What if we told you 82% of financial advisors were not happy with the lead generation performance of their websites?
That was the result when we asked 330 RIAs to respond to a survey about their websites.
Something was seriously wrong when this percentage of RIAs were not getting the results they expected.
Read on to find out what went wrong and how you can avoid making the same mistakes.
Internet Visibility & Traffic
The problem started when financial advisors spent money on a website, but did not spend money on Inbound Marketing.
The role of Inbound Marketing is to produce Internet visibility and website traffic.
Investors have to find financial advisor websites before they can visit the websites.
31.3% of advisors said they committed some effort or money to producing content that would increase their Internet visibility and website traffic.
Unfortunately, they produced the wrong types of content based on titles, keywords, and content. And, a high percentage used repurposed content that had already been seen by Google.
The last nail in this coffin was no one read their content. There is no SEO credit if there is no readership.
Website Conversion Rates
Most of the financial advisor websites that we reviewed were developed to deliver firm information to visitors – a virtual brochure if you will.
They were not developed to convert visitors into qualified prospects.
A properly developed website is part of an Inbound Marketing sales funnel that starts on the Internet and ends on the advisors’ websites where visitors submit their contact information.
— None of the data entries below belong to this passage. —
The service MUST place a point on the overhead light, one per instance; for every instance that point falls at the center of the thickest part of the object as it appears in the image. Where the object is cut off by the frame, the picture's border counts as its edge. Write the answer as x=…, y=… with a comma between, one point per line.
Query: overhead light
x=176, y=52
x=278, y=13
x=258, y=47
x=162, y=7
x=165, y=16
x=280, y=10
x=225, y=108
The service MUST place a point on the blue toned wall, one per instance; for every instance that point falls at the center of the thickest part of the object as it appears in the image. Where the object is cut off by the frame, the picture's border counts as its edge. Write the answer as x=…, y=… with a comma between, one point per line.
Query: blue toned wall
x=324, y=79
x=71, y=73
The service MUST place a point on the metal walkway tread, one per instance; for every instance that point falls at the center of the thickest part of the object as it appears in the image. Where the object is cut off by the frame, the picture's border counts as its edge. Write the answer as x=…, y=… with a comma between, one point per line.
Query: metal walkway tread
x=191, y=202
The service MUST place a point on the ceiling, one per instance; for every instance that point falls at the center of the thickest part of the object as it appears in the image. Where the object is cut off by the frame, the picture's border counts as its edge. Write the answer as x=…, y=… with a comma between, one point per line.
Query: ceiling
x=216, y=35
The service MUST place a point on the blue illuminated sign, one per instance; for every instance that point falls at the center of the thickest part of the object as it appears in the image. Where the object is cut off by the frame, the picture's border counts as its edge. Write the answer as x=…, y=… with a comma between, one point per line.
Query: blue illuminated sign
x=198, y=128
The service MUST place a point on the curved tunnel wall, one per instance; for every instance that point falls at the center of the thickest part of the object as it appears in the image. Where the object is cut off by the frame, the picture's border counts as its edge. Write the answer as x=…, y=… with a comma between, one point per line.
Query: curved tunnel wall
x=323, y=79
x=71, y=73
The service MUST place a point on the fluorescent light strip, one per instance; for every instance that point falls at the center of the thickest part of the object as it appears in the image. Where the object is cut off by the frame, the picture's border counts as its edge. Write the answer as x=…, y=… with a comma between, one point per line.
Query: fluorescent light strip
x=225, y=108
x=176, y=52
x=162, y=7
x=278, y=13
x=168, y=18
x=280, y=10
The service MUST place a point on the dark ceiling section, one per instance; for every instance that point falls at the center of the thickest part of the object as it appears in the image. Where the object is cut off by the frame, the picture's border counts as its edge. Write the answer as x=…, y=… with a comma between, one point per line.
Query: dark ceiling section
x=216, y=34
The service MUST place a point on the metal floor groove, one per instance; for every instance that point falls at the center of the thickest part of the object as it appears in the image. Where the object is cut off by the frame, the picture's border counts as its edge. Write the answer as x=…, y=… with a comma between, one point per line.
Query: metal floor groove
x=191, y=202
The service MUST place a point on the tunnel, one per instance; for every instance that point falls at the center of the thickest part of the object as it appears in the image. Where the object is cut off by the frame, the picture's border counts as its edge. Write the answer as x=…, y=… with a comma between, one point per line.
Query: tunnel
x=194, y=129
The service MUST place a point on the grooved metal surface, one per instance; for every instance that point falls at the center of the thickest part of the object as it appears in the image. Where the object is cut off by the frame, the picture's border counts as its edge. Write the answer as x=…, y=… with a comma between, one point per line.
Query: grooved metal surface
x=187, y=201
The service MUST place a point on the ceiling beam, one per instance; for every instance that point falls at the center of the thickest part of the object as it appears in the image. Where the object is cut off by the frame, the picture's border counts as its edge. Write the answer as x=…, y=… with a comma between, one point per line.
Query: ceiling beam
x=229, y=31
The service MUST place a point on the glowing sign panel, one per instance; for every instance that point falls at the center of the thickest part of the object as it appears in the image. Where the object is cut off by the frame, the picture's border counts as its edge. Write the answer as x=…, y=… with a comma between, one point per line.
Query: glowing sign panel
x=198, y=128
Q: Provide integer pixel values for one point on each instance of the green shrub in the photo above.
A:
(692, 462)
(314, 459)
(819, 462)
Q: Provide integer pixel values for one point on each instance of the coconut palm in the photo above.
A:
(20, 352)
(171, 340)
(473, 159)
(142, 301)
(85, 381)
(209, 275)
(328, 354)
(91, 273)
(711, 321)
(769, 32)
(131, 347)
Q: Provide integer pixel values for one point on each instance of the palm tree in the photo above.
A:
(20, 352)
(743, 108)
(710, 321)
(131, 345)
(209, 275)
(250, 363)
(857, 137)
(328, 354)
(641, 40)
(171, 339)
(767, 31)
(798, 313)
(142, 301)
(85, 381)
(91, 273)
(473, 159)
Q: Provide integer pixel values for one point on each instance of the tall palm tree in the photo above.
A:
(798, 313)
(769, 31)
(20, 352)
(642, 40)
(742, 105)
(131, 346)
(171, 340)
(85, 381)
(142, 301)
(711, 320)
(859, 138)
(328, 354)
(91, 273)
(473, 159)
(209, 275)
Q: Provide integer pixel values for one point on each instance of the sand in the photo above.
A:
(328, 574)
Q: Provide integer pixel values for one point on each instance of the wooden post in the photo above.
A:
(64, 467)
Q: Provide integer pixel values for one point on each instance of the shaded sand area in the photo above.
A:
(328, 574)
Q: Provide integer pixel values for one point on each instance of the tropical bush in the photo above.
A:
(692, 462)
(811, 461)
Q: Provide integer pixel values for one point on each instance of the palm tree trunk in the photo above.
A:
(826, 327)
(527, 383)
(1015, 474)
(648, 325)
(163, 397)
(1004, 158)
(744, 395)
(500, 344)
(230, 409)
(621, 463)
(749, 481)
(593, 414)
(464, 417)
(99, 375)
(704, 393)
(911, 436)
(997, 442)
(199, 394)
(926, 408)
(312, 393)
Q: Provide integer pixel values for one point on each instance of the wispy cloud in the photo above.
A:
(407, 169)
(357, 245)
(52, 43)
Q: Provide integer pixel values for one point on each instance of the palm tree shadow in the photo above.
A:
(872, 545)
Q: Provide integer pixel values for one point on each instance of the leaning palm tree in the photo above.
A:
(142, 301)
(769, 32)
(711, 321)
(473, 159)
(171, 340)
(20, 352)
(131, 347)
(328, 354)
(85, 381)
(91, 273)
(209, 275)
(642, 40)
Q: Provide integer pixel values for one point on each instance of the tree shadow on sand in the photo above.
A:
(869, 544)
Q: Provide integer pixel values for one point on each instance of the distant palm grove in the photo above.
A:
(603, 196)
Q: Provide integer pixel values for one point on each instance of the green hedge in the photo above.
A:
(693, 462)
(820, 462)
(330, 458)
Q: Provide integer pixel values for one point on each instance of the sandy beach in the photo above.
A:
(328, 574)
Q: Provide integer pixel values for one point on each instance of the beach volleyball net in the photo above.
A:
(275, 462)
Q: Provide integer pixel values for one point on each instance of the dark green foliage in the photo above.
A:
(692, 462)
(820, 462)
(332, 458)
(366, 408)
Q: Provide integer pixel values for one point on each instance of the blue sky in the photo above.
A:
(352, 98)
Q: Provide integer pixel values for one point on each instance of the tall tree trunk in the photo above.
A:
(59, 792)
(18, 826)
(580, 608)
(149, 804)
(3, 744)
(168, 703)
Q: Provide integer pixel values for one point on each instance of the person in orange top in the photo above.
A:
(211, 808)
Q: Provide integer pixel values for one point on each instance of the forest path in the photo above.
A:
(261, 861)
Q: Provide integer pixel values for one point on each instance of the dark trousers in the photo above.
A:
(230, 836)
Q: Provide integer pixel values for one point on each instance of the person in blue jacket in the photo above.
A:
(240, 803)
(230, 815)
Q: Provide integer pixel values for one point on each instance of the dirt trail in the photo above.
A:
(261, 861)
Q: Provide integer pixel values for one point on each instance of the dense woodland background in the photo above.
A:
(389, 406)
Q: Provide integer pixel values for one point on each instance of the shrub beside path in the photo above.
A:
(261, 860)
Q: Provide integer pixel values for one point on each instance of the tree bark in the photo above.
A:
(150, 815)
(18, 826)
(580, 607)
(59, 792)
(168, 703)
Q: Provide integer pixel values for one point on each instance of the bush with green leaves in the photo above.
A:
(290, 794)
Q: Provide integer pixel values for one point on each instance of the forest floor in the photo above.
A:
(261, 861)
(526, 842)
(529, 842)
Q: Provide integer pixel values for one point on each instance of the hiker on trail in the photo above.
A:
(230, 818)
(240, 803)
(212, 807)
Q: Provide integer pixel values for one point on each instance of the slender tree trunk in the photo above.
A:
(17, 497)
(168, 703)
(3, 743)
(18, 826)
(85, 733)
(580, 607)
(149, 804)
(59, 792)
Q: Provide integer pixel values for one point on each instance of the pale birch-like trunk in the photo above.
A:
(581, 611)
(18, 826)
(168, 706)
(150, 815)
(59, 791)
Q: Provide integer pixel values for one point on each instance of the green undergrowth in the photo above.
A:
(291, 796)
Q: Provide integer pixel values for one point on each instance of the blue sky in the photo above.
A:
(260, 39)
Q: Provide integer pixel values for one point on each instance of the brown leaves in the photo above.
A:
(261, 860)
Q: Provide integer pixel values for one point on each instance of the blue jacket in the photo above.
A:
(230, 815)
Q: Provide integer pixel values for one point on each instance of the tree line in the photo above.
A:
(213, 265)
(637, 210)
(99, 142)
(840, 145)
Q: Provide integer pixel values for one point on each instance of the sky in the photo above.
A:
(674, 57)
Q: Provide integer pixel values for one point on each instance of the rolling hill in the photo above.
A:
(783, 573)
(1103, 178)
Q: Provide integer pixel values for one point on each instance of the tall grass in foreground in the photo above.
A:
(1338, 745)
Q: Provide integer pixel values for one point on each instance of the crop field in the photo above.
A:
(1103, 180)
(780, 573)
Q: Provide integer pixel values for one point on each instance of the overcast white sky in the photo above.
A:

It goes without saying, that convincing investors to give-up their anonymity is a difficult task. That is because investors have linked the financial services industry to high pressure sales tactics.
Financial advisor websites have to do everything right to overcome this hurdle. The right first impression. The right content. And, compelling free offers that provide substantial value.
Lack of Transparency
Very few financial advisor websites practiced full transparency. A substantial amount of information was being withheld from investors.
This was readily apparent to investors when one RIA disclosed information to website visitors that was being withheld by another financial advisory firm. It was easy to compare information in the public domain.
For example, one financial advisor discloses he is compensated with fees (hourly, fixed, asset-based). Another RIA discloses his preferred method of compensation is fees, but then the advisory firm also disclosed its fee schedule.
At that point, it is pretty obvious that the first financial advisor was withholding its fee schedule.
The more RIAs practice transparency the more obvious it will be when RIAs choose to withhold certain information from investors.
Our survey showed the average time-on-site for visitors to RIA websites was 2 minutes and 36 seconds. That was the amount of time financial advisors had to convince visitors to give-up their anonymity and submit their contact information.
Consequently, the content on advisor websites should be intuitive, easy-to- find, concise, and easy-to-understand.
Unfortunately, most of the websites were loaded with distractions that consumed valuable time and failed to convince visitors to submit their contact information.
Examples of distractions included irrelevant content, calculators, and stock quotes.